Ce calice que le Christ, dans sa demande au Père, désire voir passer loin de lui, ne peut donc passer sans qu’il le boive. Et si le Seigneur prie, sa prière a pour objet ceux-là même qu’il a sauvés lorsqu’il demeurait avec eux, et qu’il laisse entre les mains du Père, pour que lui aussi les sauve. Oui, maintenant qu’il s’apprête à entrer dans le mystère de sa mort, il prie le Père de les garder. Et la présence de l’Ange, si le texte est authentique, ne fait là-dessus aucun doute, et le Christ manifeste sa certitude de voir sa prière exaucée, puisqu’après avoir prié, il engage ses Apôtres à dormir. Or l’Evangéliste nous montre ici, au cours même de la Passion, le fruit de cette imploration et la confiance qui motivait cet encouragement au sommeil, puisqu’au moment où tous les disciples s’échappent des mains de ceux qui les recherchaient, il précise : « C’était afin que s’accomplisse la parole qu’il avait dite : Je n’ai perdu aucun de ceux que tu m’avais donnés » (Jean 18.9). Car c’est bien par lui que se réalise ce qu’il avait demandé dans sa prière, et les voilà tous sains et saufs. Cependant il prie le Père pour qu’à présent son Père sauve en son nom, ceux qu’il avait sauvés. Et le Père les sauve si bien que, par suite de son repentir, la foi de Pierre, fort effrayée il est vrai, ne chancela pourtant pas[66].

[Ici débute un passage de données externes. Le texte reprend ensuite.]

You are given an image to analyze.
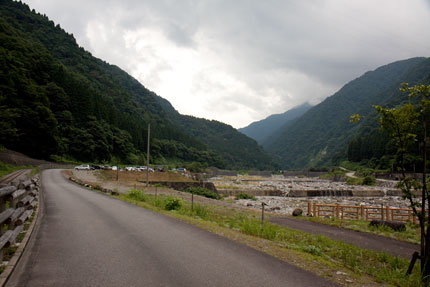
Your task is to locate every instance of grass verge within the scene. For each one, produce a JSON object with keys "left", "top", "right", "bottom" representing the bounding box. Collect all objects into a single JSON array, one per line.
[
  {"left": 300, "top": 215, "right": 419, "bottom": 244},
  {"left": 116, "top": 189, "right": 421, "bottom": 286},
  {"left": 0, "top": 161, "right": 30, "bottom": 178}
]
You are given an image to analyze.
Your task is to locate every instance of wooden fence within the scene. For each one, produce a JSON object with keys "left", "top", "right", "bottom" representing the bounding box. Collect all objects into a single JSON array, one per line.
[
  {"left": 0, "top": 175, "right": 39, "bottom": 261},
  {"left": 307, "top": 201, "right": 419, "bottom": 224}
]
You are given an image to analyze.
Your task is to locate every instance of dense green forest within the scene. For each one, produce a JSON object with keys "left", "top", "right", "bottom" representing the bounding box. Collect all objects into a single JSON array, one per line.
[
  {"left": 343, "top": 80, "right": 430, "bottom": 172},
  {"left": 0, "top": 0, "right": 276, "bottom": 170},
  {"left": 265, "top": 57, "right": 430, "bottom": 169}
]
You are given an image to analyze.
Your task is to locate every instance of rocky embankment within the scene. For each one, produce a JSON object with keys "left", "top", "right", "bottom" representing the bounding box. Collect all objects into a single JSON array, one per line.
[
  {"left": 210, "top": 175, "right": 411, "bottom": 215},
  {"left": 212, "top": 175, "right": 400, "bottom": 197},
  {"left": 236, "top": 195, "right": 411, "bottom": 215}
]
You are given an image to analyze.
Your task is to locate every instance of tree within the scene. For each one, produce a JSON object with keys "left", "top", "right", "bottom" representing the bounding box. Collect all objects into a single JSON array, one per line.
[{"left": 375, "top": 83, "right": 430, "bottom": 284}]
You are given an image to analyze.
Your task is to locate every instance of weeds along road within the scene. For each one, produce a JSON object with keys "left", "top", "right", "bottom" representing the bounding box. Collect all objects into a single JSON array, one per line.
[{"left": 7, "top": 169, "right": 336, "bottom": 287}]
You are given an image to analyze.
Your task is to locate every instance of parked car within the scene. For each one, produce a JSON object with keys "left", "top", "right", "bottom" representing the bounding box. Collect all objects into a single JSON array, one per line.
[
  {"left": 137, "top": 166, "right": 154, "bottom": 172},
  {"left": 125, "top": 166, "right": 136, "bottom": 171},
  {"left": 75, "top": 164, "right": 91, "bottom": 170},
  {"left": 111, "top": 166, "right": 118, "bottom": 171}
]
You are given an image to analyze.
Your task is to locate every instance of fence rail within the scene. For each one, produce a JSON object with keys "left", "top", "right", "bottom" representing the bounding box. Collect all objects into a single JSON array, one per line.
[
  {"left": 307, "top": 201, "right": 419, "bottom": 224},
  {"left": 0, "top": 174, "right": 40, "bottom": 261}
]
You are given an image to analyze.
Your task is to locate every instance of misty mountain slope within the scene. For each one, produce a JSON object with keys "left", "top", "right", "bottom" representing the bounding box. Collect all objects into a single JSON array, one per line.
[
  {"left": 238, "top": 103, "right": 312, "bottom": 145},
  {"left": 266, "top": 57, "right": 429, "bottom": 169},
  {"left": 0, "top": 0, "right": 275, "bottom": 170}
]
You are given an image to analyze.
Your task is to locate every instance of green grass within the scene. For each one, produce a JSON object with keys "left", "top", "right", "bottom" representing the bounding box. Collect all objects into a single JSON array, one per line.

[66] Cf. Luc 22. 32, 61-62.
Voici donc expliqués la prière du Seigneur dans Jean, la réclamation faite par le diable dans Luc, et dans Matthieu et Luc, la tristesse jusqu’à la mort, le reproche fait aux Apôtres qui s’étaient assoupis, et l’invitation au sommeil qui suivit ; rien n’a été laissé dans l’ombre. La prière citée dans Jean, prière où le Christ recommande ses amis à son Père, explique la cause de sa tristesse et sa demande pour que passe le calice. Il ne prie pas pour écarter sa Passion, mais il supplie son Père de prendre soin des Apôtres, alors qu’il va souffrir. De même la prière dont nous parle Luc, qui avait pour objet de protéger Pierre contre le diable, explique l’assurance qui pousse le Seigneur à permettre à ses disciples un sommeil qu’il leur avait reproché auparavant.